Often branching macromolecules, dendrimers have several arms that branch out of a central core. They are often made utilizing natural or synthetic ingredients such sugars, nucleotides, and amino acids.

Due to their peculiar molecular weight, increased number of branching, multivalency, spherical morphologies, and monodispersed macromolecules with an average diameter of 1.5–14.5 nm, dendrimers are the most plausible drug delivery vehicles.
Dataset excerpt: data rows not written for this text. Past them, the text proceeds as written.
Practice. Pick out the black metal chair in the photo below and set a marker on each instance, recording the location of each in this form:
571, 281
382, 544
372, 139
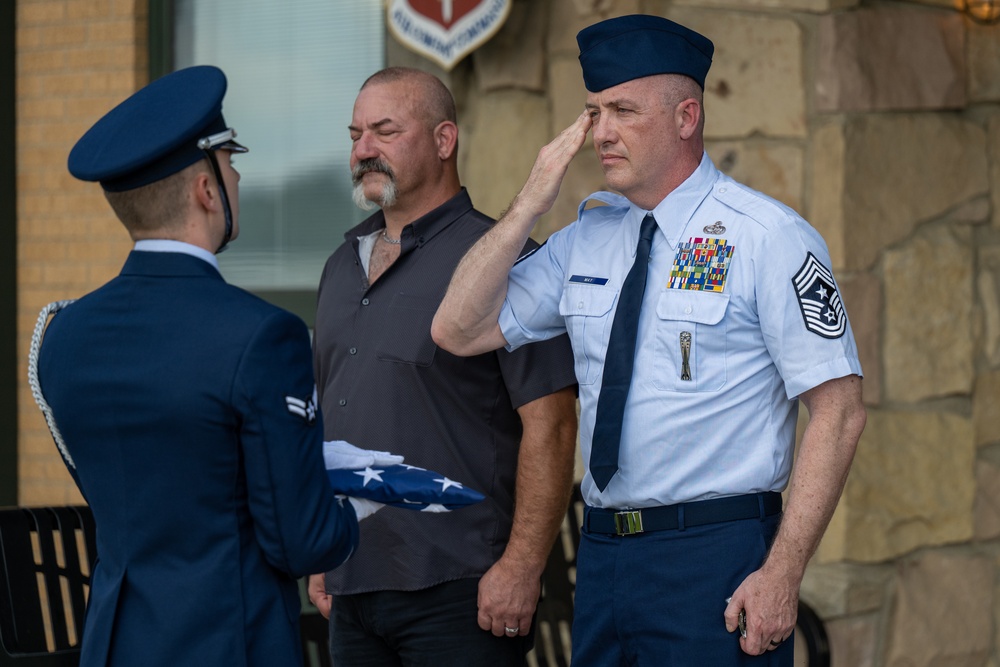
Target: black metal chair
46, 557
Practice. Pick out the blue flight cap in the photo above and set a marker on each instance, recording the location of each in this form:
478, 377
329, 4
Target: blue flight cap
161, 129
630, 47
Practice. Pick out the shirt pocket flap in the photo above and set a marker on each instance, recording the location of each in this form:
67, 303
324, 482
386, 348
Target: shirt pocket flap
689, 306
587, 300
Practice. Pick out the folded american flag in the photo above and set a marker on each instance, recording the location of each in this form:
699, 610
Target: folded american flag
402, 485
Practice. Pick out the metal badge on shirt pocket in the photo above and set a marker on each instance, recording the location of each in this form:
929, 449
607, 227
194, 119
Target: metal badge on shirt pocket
691, 341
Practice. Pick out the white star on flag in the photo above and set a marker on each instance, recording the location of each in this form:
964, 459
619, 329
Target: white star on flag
435, 508
369, 474
446, 483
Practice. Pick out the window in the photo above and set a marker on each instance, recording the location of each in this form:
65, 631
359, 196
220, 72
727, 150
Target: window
294, 69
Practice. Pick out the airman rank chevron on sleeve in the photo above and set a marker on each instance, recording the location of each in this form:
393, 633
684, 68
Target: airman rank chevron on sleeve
305, 408
822, 309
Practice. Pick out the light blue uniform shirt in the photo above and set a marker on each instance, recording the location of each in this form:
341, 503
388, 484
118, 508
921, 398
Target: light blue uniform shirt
747, 280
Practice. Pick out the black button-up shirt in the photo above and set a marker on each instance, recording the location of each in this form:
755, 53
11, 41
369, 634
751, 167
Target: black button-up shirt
384, 385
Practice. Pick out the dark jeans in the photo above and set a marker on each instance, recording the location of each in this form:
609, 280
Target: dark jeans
435, 627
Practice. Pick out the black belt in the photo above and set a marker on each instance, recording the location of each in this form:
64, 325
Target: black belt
682, 515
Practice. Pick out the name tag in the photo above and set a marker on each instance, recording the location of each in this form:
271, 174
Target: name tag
588, 280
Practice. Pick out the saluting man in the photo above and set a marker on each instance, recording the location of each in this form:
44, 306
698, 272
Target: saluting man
701, 314
186, 407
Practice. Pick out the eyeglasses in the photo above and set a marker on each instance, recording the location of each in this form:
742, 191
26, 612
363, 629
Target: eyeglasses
222, 141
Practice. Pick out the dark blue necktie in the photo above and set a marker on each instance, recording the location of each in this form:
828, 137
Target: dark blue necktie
618, 364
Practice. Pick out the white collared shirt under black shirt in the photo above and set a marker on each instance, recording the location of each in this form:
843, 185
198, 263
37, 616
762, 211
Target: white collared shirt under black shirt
383, 384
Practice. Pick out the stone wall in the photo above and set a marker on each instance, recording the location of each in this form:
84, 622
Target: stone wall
880, 123
878, 120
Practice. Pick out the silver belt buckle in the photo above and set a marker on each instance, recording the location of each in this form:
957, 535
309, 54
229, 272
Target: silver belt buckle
628, 522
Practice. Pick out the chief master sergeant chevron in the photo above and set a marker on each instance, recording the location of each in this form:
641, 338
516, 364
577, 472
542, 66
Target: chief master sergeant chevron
700, 313
187, 408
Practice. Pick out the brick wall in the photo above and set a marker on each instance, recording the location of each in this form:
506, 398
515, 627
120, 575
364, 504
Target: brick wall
75, 60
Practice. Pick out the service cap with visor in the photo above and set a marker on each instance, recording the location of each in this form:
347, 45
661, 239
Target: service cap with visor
162, 128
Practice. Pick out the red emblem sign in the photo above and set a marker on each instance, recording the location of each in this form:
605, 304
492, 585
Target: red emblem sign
446, 30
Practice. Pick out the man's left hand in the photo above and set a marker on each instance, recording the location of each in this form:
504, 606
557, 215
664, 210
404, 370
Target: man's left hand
508, 596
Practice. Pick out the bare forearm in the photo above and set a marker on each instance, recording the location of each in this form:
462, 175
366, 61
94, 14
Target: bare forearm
837, 418
466, 320
544, 480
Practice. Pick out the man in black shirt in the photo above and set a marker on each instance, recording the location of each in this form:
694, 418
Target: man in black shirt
461, 588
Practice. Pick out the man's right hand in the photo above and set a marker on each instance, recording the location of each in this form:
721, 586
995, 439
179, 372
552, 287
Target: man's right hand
318, 595
542, 187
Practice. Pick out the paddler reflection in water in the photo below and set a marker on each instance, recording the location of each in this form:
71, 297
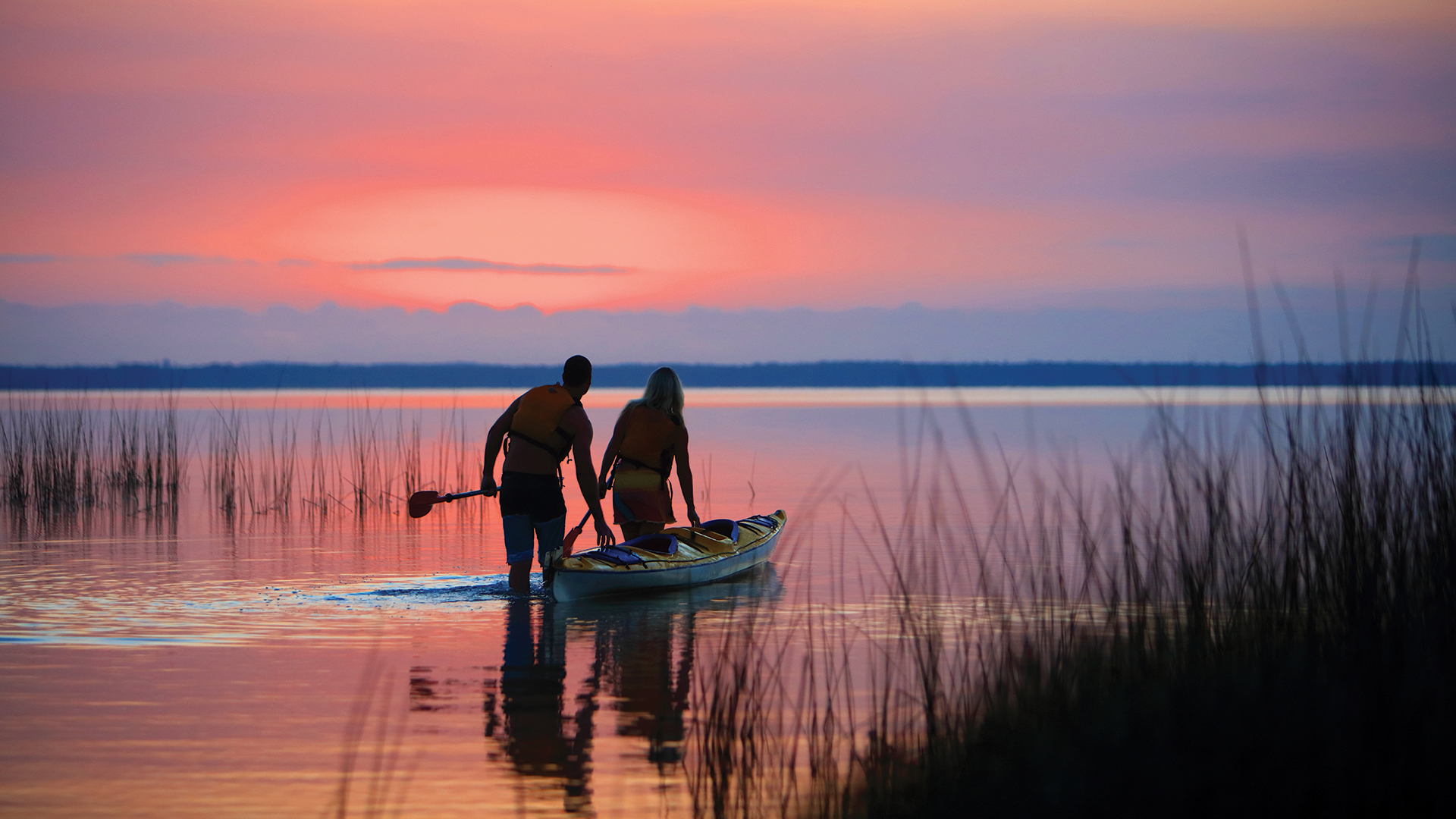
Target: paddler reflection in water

Creating dendrimer-drug conjugates has been a major focus of dendrimer preclinical development. Dendrimers have recently been widely used in biomedical domains, such as gene transfer, immunology, magnetic resonance imaging, vaccinations, and the delivery of antiviral, antibacterial, and anticancer drugs.

Polymeric nanoparticle:

PNPs are solid, colloidal nanoparticles (10–1,000 nm), composed of biodegradable polymers.30,31 PNPs can be classified as either nanospheres (matrix type) or nanocapsules (reservoir type) depending on how their structural organisation. In contrast to nanocapsules, which dissolve/disperse the drug in a liquid core of oil or water enclosed by a solid polymeric membrane, nanospheres type PNPs entrap the drug in the polymer matrix. Both PNP kinds allow for the chemical conjugation or adsorption of the medication on the surface (of the matrix or capsule). These techniques can easily be divided into two groups: direct monomer polymerization and dispersion of premade polymers. Solvent evaporation and salting out are two techniques used to disperse premade polymers.

Figure 4

Schematics of PNPs.

Abbreviation: PNP, polymeric nanoparticle.